Moving North to the French Prairie by the Pudding River near Gervais, Oregon they homesteaded. On the 1850 Agriculture Census they are listed with – land valued at $1,000.00, 320 acres of wheat and oats, 18 horses, 2 cows, 6 cattle, 18 swine.
3 June 1850 Mathieu witnessed and served as Godfather for the Baptism by Archbishop Blanchet of the five Cayouse convicted by trial for the Whitman Massacre.
Felicite was born 1852 at their home on the French Prairie. Moving again to Wasco County, near the Dalles, Oregon, they homesteaded again. Julien was born here in 1854. Mathieu served as a juror in the First Session of the District Court of Wasco County, The Dalles, Oregon.
29 May – 11 June 1855 found Mathieu serving as an interpreter and witness for the Nez Perce at the Treaty Council with Governor Stevens presiding in the Walla Walla Valley. The Tribes ceded their lands to the United States Government.
1856 Sophia Ann was born at their homestead in Wasco County, Oregon.
After the 1855 Battle of Frenchtown, they moved back here. Their homestead was 160 acres by the Walla Walla River. Their land was where Lowden, Washington is now. Their home was 16 x 22 feet with a kitchen attached of 14 x 16 feet. It has a shingled roof, board floor, doors and windows.
John Baptiste was born in 1858. Sophia Ann died in 1860 of a lung cold. Constance was born in 1861.
Mathieu died 10 May 1867 and was buried on the bluff north of their home by his daughter, Sophie Ann.
The Title of their homestead came to “Suzanne Dofa, widow of Mathieu Dofa” 1 August 1871. This made Suzanne, a full blood Cayouse a “Landowner”. If this was known it would not have happened. The Land Office was in Vancouver, Washington.
Suzanne signed the “Right of Way” for the Walla Walla & Columbia River Railroad to go through her land on 17 June 1875. Dr. Baker was financing this endeavor.
Suzanne died 17 June 1876 and was buried in St. Rose Cemetery, Frenchtown. Suzanne’s Indian name is unknown.

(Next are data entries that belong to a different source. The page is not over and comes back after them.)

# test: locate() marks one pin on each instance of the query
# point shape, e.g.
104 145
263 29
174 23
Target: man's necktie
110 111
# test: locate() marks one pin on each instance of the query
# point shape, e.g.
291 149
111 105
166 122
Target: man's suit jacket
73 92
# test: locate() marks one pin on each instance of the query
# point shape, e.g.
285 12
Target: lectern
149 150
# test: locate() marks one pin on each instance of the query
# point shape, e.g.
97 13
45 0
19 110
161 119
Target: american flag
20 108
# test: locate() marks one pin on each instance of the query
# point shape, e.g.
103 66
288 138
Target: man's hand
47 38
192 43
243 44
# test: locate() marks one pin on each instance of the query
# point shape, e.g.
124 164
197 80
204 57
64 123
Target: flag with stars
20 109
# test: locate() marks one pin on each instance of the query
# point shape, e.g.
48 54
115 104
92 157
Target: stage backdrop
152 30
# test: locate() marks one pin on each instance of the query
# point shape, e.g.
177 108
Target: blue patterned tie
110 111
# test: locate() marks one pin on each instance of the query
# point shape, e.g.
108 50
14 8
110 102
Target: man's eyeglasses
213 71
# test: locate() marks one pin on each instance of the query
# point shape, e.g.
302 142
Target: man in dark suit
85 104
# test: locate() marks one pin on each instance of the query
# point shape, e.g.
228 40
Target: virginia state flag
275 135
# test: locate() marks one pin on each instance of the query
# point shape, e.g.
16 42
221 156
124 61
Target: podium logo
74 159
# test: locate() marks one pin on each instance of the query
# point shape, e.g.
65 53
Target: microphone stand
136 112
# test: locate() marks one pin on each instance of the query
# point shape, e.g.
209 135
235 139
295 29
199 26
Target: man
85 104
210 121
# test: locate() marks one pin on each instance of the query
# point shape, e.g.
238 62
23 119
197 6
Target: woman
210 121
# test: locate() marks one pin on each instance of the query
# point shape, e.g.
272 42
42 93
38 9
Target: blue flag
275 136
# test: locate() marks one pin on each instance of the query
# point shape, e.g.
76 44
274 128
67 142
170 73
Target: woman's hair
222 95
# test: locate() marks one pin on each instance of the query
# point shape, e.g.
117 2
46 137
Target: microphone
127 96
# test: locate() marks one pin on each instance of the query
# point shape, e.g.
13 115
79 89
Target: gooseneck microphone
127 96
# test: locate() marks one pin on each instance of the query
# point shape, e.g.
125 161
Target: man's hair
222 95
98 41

Their Catholic faith was important to them. The children were baptized, received communion, confirmed, married, given Last Rights and buried in their faith. Records are in the Helen Munnich Books.
Mathieu named his children after his parents and grandparents in the French custom.
Mathieu and Suzannes’s children married into other French Metis families – Gagnon, Pambrun, Bonnefant, Woodward LaRocque and Picard. The children received allotments on the Confederated Tribes of the Umatilla Indian Reservation. Many of their descendants are living in the area. Julien married an Indian woman named Mary. After Julien’s death all trace of wife Mary, son Mathieu and daughter Anna was lost. Mary’s Indian name is unknown.